GTAA - Assignment 1



What Has Happened to the Predictive Power

of Dividend Yield?

BA453: International Investments

Professor Campbell Harvey

March 1, 2000

Submitted By:

Big Alpha Asset Management ("BAAM")

Scott Chan

Derrick Roth

Ray Tong

Goodloe White

Frank Young

Introduction

Historically, dividend yield has predicted future market returns; however, since 1980, this relationship has deteriorated. As the market capitalization of growth stocks have blossomed, stocks that pay no or little dividends have become a larger part of the market. Accordingly, the dividend yield of the market as a whole has declined dramatically, ultimately reducing the effectiveness of the dividend yield as a predictor of the overall market return. In fact, the correlation between dividend yield and market return has turned negative.
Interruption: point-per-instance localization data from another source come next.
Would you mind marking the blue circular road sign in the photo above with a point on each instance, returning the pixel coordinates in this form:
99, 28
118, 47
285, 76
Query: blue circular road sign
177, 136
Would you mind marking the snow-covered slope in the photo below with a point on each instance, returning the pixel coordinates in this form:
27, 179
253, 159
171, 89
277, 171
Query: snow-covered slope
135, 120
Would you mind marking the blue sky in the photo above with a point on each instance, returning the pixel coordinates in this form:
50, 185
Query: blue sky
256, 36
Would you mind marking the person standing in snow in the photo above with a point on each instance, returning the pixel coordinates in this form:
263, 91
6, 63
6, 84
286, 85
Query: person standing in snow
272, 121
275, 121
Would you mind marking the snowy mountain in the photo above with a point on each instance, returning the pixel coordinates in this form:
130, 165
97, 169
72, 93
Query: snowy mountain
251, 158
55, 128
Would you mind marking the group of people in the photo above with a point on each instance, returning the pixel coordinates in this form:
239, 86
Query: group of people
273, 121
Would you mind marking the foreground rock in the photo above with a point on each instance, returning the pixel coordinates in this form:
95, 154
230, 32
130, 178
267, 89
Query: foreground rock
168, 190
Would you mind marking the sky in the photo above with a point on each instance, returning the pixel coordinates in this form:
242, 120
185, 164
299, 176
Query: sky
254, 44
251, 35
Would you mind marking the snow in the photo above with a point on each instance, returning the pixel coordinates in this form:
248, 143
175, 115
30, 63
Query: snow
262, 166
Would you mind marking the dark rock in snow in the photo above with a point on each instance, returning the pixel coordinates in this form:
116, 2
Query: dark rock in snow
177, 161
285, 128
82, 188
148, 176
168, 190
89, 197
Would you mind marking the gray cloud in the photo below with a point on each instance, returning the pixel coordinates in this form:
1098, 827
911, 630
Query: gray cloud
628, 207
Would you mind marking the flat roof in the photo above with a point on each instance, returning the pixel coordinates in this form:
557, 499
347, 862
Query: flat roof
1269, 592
Our hypothesis is that dividend yield and market returns still possess a strong positive correlation. In order to uncover this relationship, we obtained the largest and most consistent dividend paying stocks in the S&P 100 index via removing any stocks that do not pay dividends or distribute a very low dividend. We will test whether dividend yields of this portfolio can predict the portfolio’s returns.

Method

We first determined the constituents of the S&P 100 index as of December 31, 1999 as a fair proxy for the market return. We then collected data for the outstanding shares, year-end prices and cash dividends for each of these constituents from 1971 to 1999. Unfortunately, data in Compustat was only available post 1970 for a majority of the existing index. Therefore, only the firms with data since 1970 were included in the sample. In addition, we could not determine the changes in the index post 1970 and hence only the stocks as of the December 31, 1999 S&P 100 index were considered. We then filtered out the stocks that fell below our dividend yield requirement each year. We varied this dividend yield requirement from .5% to 5%. With this filtered list of stocks, we regressed the lagged dividend yield, dividend and 1/(Market Capitalization) against the five-year return of the market. We used 1/(Market Capitalization) versus the standard 1/Price due to the potential effect of unadjusted stock splits in the data.

Results

Our results again showed that dividend yield is not an accurate predictor of market returns, even when you exclude non-dividend paying stocks. Our regressions showed no correlation between dividend yield and market return and a negative correlation for dividends. In fact the data in the regression appeared to be scattered with no clear linear pattern compared to the negative linear relationship without the removal of low dividend yielding stocks. It is interesting to note that the dividend yield coefficient began to turn negative around 1980 and showed a consistent movement towards this sign since 1971. The strong correlation between the 1/(Market Capitalization) and market return (t-stat = 7.25 and r-square = 70%) seems to explain this phenomenon. In other words, the growth in the market capitalization of these stocks appears to explain the weakness in the dividend yield as a predictor.

Next Steps

It is possible that the simplifications we made in building a proxy for the market return biased our results. A more complete analysis would include the changes in the S&P 100 index for each year versus only gathering the current S&P list. In addition, we recommend gathering more data for the sample (i.e., on a quarterly basis) because our model includes only fifteen data points. Correcting these issues with the data may produce a more positive result.